The youngest man there approached me and said: “Oh wait! Wait! That’s why your face looked familiar! You’re from the UCI [University of Information Sciences]!” And he added: “Man, you really let him have it!”* He gave me a friendly embrace and started laughing. He later told me he was in a rock band, and that they ended up fighting the police on “G” Street in Havana because they would not allow them play their music there, while constantly harassing them for identification papers. It was a short conversation, because once the others joined in, the officer in charge of political crimes ordered that I be taken to a one-person cell.

A while later I was transferred to an office so that an individual who introduced himself as Captain Marcos could “have a talk” with me. This young man said the most absurd things one could ever hear. “Eliécer! In that absurd democracy you like, there are thousands of Houses of Representatives, Senates, and Congresses! So to make any decisions, they all have to agree! That’ll never happen here! Can’t you see what they’re doing to Obama?”

Captain Marcos reiterated: “The Communist Party here has created mechanisms for people to express themselves and complain about anything they want.” He also sarcastically asked: “Have you seen any demonstrations? Don’t you get it? (…) The people support this Party and the Constitution. So you and the four little crazies who follow you, and we know who they are, aren’t getting anywhere. You don’t represent anybody,” he stated authoritatively.

I managed to respond that if things were as he said, that no one listens to us or pays attention to us, then why don’t they leave me alone and let the people decide? Why do they keep the people of Jagüey Grande and the whole country from knowing who I am? Of course, he would not answer my questions.

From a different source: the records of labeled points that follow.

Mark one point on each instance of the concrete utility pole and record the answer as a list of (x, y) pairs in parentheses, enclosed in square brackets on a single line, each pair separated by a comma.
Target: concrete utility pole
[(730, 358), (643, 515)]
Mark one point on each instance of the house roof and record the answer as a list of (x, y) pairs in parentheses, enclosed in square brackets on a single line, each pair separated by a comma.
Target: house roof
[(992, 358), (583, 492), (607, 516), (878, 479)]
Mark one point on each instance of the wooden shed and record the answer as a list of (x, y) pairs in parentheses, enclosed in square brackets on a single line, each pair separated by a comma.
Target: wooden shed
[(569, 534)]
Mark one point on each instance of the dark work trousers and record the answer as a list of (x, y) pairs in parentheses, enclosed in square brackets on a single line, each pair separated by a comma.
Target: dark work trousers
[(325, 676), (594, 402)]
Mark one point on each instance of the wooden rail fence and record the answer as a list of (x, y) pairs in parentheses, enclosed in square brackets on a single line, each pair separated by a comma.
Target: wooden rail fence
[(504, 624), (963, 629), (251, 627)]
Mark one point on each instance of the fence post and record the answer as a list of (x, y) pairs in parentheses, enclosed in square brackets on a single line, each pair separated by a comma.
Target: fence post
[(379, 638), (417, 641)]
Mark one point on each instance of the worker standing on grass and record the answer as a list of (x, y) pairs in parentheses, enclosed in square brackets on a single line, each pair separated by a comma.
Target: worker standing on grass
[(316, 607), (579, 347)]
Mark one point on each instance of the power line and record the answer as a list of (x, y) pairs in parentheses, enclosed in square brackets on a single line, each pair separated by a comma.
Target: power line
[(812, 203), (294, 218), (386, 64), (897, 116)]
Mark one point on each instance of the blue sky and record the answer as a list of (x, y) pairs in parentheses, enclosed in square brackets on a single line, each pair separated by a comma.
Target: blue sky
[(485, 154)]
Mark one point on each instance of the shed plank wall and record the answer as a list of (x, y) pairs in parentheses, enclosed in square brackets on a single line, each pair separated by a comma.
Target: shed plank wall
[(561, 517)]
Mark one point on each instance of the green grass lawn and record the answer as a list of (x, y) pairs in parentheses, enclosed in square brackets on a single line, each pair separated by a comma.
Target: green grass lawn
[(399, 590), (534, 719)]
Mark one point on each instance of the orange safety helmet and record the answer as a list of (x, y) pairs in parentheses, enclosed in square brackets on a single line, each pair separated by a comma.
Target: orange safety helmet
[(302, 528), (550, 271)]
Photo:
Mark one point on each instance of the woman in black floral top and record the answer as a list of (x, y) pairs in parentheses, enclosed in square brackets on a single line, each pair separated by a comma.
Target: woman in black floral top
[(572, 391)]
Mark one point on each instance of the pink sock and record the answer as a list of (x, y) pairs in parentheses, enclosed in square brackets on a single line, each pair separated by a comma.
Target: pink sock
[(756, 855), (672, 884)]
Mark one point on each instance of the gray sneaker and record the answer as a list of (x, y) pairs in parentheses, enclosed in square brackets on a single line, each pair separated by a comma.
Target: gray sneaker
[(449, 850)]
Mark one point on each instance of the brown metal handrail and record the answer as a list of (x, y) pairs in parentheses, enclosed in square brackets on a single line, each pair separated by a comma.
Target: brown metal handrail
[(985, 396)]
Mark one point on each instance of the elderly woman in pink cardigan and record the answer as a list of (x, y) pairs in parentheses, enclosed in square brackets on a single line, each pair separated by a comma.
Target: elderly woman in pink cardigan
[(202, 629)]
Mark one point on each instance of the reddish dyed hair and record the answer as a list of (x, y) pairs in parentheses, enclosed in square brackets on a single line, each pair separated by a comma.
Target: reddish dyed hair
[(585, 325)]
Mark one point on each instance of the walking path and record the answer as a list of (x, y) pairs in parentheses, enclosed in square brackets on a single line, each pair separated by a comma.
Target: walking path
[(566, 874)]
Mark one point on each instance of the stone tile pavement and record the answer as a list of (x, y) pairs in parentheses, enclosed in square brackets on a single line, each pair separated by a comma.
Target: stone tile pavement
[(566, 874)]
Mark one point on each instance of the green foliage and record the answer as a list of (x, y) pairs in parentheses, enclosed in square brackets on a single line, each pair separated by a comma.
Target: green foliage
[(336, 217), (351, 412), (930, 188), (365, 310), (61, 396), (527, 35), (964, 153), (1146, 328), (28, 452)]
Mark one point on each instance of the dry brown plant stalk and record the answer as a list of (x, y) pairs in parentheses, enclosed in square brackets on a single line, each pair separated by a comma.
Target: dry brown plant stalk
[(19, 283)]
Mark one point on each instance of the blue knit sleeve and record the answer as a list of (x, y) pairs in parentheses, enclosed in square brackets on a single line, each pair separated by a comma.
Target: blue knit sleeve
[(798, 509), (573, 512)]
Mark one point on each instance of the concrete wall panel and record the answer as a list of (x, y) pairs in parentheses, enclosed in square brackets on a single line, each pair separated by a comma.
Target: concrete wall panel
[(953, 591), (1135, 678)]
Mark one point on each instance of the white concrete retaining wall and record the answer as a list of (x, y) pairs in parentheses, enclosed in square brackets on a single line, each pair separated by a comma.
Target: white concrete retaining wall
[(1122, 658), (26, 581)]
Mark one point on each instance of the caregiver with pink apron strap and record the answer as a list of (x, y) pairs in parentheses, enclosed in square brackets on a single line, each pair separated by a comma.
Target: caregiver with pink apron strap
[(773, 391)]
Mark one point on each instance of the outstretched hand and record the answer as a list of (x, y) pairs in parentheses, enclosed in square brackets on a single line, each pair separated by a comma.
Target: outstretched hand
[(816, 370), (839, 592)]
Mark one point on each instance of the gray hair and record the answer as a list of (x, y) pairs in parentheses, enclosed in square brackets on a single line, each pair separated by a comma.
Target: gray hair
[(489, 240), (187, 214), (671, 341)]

Instead, Captain Marcos repeated that it is they who will always be in charge in Cuba, to which I replied: “That hasn’t happened anywhere in the world.” I further provoked him by assuring him that, “One day there will be a democracy here.” He responded with the threat that I would be thrown in jail. While I showed Captain Marcos that I wanted to be a young man of today, he spoke like an old man of yesteryear. While I was trying to help repair Cuba, he was amazed that I would think there was anything political to fix.

Exasperated with me, Captain Marcos ordered me back to the dungeon. Now it was Rachell’s turn. Surely the interrogator thought it would be easier to pressure a woman, but instead, at one o’clock in the morning, Rachell – who had not even had a cup of coffee all day – gave him a lesson on courage and convictions. I overheard when they returned her to her cell, accusing her of disrespect. I blew her a supportive kiss from behind iron bars as they led her past my cell.

An hour and a half later, all our belongings were returned, and we were released.

In closing, I would like to tell Raúl Castro that it was a great honor for me to have been sent to one of his dungeons because of my beliefs. If he recalls the past, he will know what I mean, and that I will not give up.

Luckily, history never stops.**

Translator’s Notes:

*On 19 January 2008, Eliecer who was then a student at Cuba’s University of Information Sciences and actively engaged in coordinating support for the Castro regime on the Internet, was chosen to engage in a dialog with Ricardo Alarcón Cuba’s former ambassador to the United Nations and then president of the National Assembly. A video of this event later went viral worldwide;  a version with English subtitles is here. Ultimately, Alarcon lost his post in the National Assembly.  Eliecer’s account of his subsequent transition from regime supporter to democracy activist is here.

**Eliecer is referring to Fidel Castro’s speech at his trial after leading the assault on the Moncada Barracks in 1953. Entitled La historia me absolverá (History Will Absolve Me), in his speech Castro said it would be an honor for him to endure Fulgencio Batista’s dungeons, that he would not give up, and that unstoppable course of history would inevitably prove he was right.